Nous pouvons, semble-t-il, regarder cette conclusion comme assurée : Le pythagoricien Hicétas de Syracuse expliquait le mouvement diurne des corps célestes par la rotation de la Terre autour de l’axe du Monde, mené par le propre centre de la Terre.

Au sujet des doctrines astronomiques d’Hicétas, nous possédons encore quelques renseignements qui nous sont fournis par Diogène de Laërte et par le faux Plutarque ; mais ces témoignages s’accordent malaisément avec celui de Théophraste, dont ils n’ont pas la valeur.

Diogène de Laërte rapproche l’opinion d’Hicétas de celle de Philolaüs : « Philolaüs, dit-il[1], fut le premier à prétendre que la Terre se meut en cercle ; d’autres assurent que ce fut Hicétas de Syracuse ».

Th. H. Martin s’est efforcé de prouver[2] que l’expression se mouvoir en cercle (ϰινεῖσθαι ϰατὰ ϰύϰλον) pouvait s’entendre aussi bien du mouvement de rotation d’un astre autour d’un axe passant par son centre que d’une révolution autour d’un axe extérieur à sa masse : en donnant à cette expression le premier de ces deux sens en ce qui concerne Hicétas et le second en ce qui concerne Philolaüs, on concilierait les dires de Diogène de Laërte avec ce que nous savons, de source autorisée, touchant les doctrines de ces deux astronomes. Mais Diogène n’y mettait sans doute pas tant de finesse ; pour rapprocher les noms de ces deux philosophes, il lui a suffi d’une vague analogie entre leurs doctrines.

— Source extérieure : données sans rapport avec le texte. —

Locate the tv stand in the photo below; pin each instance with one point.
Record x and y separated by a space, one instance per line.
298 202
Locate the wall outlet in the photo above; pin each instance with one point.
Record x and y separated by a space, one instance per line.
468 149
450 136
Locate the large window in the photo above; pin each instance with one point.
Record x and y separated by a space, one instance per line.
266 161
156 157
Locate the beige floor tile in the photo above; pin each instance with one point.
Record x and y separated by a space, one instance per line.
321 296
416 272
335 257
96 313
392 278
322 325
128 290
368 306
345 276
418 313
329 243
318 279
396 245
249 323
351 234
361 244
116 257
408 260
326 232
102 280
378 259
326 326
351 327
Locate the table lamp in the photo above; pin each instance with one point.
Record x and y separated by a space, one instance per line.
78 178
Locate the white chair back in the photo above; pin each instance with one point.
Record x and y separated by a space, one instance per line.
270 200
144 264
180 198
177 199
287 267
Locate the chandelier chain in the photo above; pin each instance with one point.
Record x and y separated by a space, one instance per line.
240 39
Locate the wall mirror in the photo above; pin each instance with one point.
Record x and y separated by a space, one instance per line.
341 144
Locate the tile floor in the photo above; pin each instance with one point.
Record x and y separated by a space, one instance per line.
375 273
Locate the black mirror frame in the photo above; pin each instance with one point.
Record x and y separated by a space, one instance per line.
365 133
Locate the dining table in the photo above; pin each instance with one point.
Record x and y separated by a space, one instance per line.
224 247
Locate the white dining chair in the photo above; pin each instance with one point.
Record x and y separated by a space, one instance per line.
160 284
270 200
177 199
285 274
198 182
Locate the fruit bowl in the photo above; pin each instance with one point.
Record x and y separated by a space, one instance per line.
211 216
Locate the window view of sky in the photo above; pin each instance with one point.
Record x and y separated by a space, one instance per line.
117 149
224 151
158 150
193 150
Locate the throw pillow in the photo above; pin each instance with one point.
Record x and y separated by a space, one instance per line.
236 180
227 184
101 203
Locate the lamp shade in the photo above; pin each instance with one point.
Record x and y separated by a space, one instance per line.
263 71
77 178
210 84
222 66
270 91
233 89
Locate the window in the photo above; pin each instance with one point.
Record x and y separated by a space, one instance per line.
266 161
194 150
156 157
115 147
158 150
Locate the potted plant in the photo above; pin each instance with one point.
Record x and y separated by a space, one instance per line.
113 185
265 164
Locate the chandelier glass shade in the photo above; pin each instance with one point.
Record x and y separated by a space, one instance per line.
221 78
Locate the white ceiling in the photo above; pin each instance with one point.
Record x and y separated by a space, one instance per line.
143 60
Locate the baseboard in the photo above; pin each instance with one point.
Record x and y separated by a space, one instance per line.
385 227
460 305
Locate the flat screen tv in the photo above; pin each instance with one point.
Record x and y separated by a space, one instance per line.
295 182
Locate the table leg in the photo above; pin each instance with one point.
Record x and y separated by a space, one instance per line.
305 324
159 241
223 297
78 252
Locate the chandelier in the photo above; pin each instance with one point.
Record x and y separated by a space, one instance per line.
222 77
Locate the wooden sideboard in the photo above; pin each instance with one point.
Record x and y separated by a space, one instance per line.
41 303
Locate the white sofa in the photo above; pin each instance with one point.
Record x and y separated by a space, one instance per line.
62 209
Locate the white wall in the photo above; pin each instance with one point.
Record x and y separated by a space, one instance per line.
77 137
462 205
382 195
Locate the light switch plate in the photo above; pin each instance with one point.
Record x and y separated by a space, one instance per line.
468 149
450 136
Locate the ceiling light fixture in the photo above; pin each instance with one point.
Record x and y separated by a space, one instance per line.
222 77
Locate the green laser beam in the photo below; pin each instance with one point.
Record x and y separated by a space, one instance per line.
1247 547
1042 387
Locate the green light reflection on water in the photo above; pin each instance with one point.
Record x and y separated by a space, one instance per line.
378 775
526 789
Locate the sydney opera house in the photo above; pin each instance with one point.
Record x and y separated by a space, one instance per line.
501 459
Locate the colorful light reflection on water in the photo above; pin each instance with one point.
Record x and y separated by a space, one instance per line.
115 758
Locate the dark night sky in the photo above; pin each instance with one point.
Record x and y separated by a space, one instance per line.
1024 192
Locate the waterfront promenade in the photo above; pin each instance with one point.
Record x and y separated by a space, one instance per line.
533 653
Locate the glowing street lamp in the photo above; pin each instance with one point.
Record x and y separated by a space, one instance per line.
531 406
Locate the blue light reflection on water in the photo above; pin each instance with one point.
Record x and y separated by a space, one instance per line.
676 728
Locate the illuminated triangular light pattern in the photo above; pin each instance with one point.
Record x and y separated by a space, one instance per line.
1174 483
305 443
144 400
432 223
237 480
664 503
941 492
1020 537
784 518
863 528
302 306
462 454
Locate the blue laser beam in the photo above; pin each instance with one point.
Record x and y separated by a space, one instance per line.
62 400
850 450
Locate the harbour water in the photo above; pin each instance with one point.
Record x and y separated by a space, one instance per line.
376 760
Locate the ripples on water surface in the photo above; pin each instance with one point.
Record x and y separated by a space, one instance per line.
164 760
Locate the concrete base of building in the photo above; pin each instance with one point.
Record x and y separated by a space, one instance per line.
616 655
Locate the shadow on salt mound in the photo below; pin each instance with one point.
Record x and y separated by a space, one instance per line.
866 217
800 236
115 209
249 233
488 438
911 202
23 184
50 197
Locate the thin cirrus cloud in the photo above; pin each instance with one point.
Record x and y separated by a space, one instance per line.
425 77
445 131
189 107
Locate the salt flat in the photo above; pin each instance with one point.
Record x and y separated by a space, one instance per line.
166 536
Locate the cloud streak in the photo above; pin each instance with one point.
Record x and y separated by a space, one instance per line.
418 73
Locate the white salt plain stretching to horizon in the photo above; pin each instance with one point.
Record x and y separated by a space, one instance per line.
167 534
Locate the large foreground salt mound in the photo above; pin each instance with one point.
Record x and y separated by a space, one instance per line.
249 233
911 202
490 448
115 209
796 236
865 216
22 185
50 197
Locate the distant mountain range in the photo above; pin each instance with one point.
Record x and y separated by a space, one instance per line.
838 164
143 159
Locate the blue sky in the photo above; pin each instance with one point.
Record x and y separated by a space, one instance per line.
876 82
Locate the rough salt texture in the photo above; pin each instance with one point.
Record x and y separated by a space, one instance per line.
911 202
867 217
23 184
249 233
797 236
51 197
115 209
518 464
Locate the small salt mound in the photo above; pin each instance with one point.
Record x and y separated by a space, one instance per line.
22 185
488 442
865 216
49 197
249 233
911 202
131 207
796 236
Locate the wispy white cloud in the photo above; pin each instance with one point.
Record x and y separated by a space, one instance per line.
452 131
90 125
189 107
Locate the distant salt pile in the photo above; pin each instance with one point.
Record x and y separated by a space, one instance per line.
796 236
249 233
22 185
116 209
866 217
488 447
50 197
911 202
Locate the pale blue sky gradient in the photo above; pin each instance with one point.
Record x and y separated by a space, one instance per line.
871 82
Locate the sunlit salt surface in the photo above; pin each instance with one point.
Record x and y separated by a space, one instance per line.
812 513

  1. Diogène de Laërte, lib. VIII, cap. LXXXV (Vie de Philolaüs).
  2. Th.-H Martin, Mémoires sur l’histoire des hypothèses astronomiques chez les Grecs et les Romains. Première partie : Hypothèses astronomiques des Grecs avant l’époque Alexandrine, Chapitre V, § 2 (Mémoires de l’Académie des Inscriptions et Belles-Lettres, t. XXX, 2e partie, 1881).